Said Testaverde: "It was sandlot football."

There was still enough time for the Saints to get back in the game, and New Orleans went from its 24 to the Ravens' 40. But on fourth-and-one with 6: 31 left, the Saints' Jim Everett was stuffed on a quarterback sneak by defensive linemen James Jones, Elliott Fortune and Footman, and middle linebacker Ray Lewis.

"I saw the life come out of them on that play," said Lewis.

Both teams were still talking about the play after the game. The Saints thought they got a bad spot by the officials. Everett thought the snap came too early, causing him to bobble the ball and slowing his progression. The Ravens thought left guard Jim Dombrowski jumped offside.

"The coaches in the press box told us that the officials on the other side clearly gave him the first down," said Saints coach Jim Mora. "The guy on our side didn't, and I thought we got a bad spot. There is no question we got a bad spot."

Everett said: "We got the snap a little bit early. They got the jump on us. I had to drop down and get it and make sure I had it seated before I made the push. It was a good effort by the Ravens, but I thought I had the first down."

Dombrowski had the bottom line: "You have to make a quarterback sneak so it doesn't become a judgment call by the official."

It was a game of big plays, and the Ravens made the ones that mattered most. On the team's first offensive series, Testaverde threw a 64-yard touchdown pass to Derrick Alexander for a 7-0 lead.

Alexander hauled in the short pass over the middle at the Saints' 45 and went untouched down the left sideline.

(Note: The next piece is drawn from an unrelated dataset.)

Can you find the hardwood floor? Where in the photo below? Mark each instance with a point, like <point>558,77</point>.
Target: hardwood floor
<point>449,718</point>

"It was a crossing route and they got caught in man coverage," said Alexander. "Any time you have man coverage, it's hard. I was surprised I came out of the catch so clean, and when I did, I knew I had to take it to the house [end zone]."

The Saints took the ball all over the field in the first half by shoving the Ravens' front seven around for 85 yards rushing, but despite having possession for nearly 20 minutes, New Orleans managed only a 23-yard field goal by Doug Brien with 1: 07 left in the first quarter.

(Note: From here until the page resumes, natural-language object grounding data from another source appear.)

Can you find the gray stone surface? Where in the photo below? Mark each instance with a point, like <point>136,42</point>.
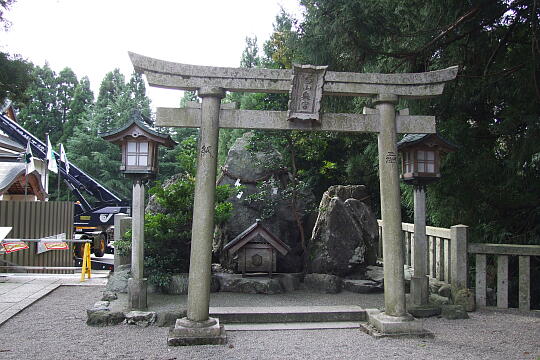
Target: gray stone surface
<point>438,299</point>
<point>424,311</point>
<point>137,294</point>
<point>153,207</point>
<point>250,168</point>
<point>202,229</point>
<point>453,312</point>
<point>445,290</point>
<point>188,77</point>
<point>273,120</point>
<point>465,298</point>
<point>104,318</point>
<point>140,318</point>
<point>392,235</point>
<point>346,232</point>
<point>284,314</point>
<point>249,285</point>
<point>289,282</point>
<point>387,325</point>
<point>169,317</point>
<point>362,286</point>
<point>375,273</point>
<point>495,334</point>
<point>118,279</point>
<point>324,283</point>
<point>179,284</point>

Aside from Everett's sneak, the only other Saints offensive play of consequence was a busted one early in the fourth quarter, when Everett scrambled to his left and found wide receiver Michael Haynes in the right corner of the end zone for a 31-yard touchdown that tied the score at 10-10 with 14: 48 left.

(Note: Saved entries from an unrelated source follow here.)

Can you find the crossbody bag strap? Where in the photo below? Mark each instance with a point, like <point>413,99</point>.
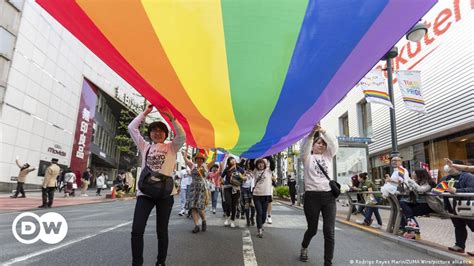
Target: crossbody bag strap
<point>146,155</point>
<point>322,170</point>
<point>260,177</point>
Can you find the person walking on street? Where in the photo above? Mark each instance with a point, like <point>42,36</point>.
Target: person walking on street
<point>317,155</point>
<point>49,184</point>
<point>100,183</point>
<point>24,171</point>
<point>292,188</point>
<point>159,157</point>
<point>262,190</point>
<point>215,178</point>
<point>185,182</point>
<point>129,181</point>
<point>86,180</point>
<point>233,177</point>
<point>247,196</point>
<point>70,180</point>
<point>199,194</point>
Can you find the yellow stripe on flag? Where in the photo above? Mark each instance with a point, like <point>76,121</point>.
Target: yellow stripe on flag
<point>192,35</point>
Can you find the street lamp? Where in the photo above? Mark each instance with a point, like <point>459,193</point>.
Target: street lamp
<point>415,34</point>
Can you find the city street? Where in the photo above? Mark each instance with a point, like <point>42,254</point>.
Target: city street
<point>99,234</point>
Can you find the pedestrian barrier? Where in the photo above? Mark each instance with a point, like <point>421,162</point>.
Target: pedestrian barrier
<point>396,211</point>
<point>394,207</point>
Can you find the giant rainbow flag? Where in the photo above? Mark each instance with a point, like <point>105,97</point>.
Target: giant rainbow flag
<point>251,77</point>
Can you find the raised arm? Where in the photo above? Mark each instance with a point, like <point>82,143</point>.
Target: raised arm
<point>134,130</point>
<point>188,162</point>
<point>213,161</point>
<point>272,162</point>
<point>307,146</point>
<point>18,163</point>
<point>180,137</point>
<point>332,142</point>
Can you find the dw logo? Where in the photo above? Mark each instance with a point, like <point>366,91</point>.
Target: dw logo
<point>28,228</point>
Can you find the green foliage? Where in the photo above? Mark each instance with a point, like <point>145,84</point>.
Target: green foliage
<point>282,191</point>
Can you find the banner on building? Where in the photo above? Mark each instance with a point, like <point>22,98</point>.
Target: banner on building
<point>85,121</point>
<point>375,89</point>
<point>409,83</point>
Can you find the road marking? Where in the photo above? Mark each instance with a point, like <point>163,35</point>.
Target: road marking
<point>41,252</point>
<point>249,254</point>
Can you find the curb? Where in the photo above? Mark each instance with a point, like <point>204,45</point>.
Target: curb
<point>421,247</point>
<point>84,203</point>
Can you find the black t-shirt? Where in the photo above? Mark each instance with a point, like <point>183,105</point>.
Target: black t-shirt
<point>228,173</point>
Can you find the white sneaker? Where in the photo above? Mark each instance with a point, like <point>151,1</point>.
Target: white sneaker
<point>376,226</point>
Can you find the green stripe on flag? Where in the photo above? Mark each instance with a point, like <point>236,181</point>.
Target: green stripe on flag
<point>260,37</point>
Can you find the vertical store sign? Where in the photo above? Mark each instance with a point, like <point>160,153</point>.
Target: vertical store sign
<point>85,120</point>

Even on that play, Haynes had to push cornerback Antonio Langham in the back to get open. There was no penalty.

"I went to talk to the official about it, but I knew it wouldn't do any good so I just said, 'OK, that one is over. There are going to be ups and downs in this game,' " said Langham.

No one had more ups than Byner, 34. He averaged 6.2 yards a carry with a long run of 42. He ran behind an offensive line that dominated the Saints and gave Testaverde maximum pass protection.

The offensive line also kept the Ravens in their game plan. Testaverde threw only 20 times, completing 11 for 186 yards and no interceptions. That means Testaverde is 1-0 since guaranteeing that he never would have another performance as dismal as the one two weeks ago against Houston.

"It's been a long time," said Byner of his 20th career 100-yard game. "It feels good. I think the offensive line did a great job of getting us going."

The offensive line was just as complimentary.

"Earnest works as hard as anybody, and it's nice seeing him get 100 yards and us running the ball to run out the clock," said Jones. "But on that 42-yard run, we had to get on him. He's got to take that long one to the house."

It was a good day to joke. Forget about the Saints being winless and having the 29th-worst rushing defense in the league. And so what if the Ravens' defense got pushed around a little bit? This was win No. 2.

"Vinny had a good ballgame, he really did," said Marchibroda. "In this game, we were able to run and pass and we didn't give the football up. This is a win we can build off of."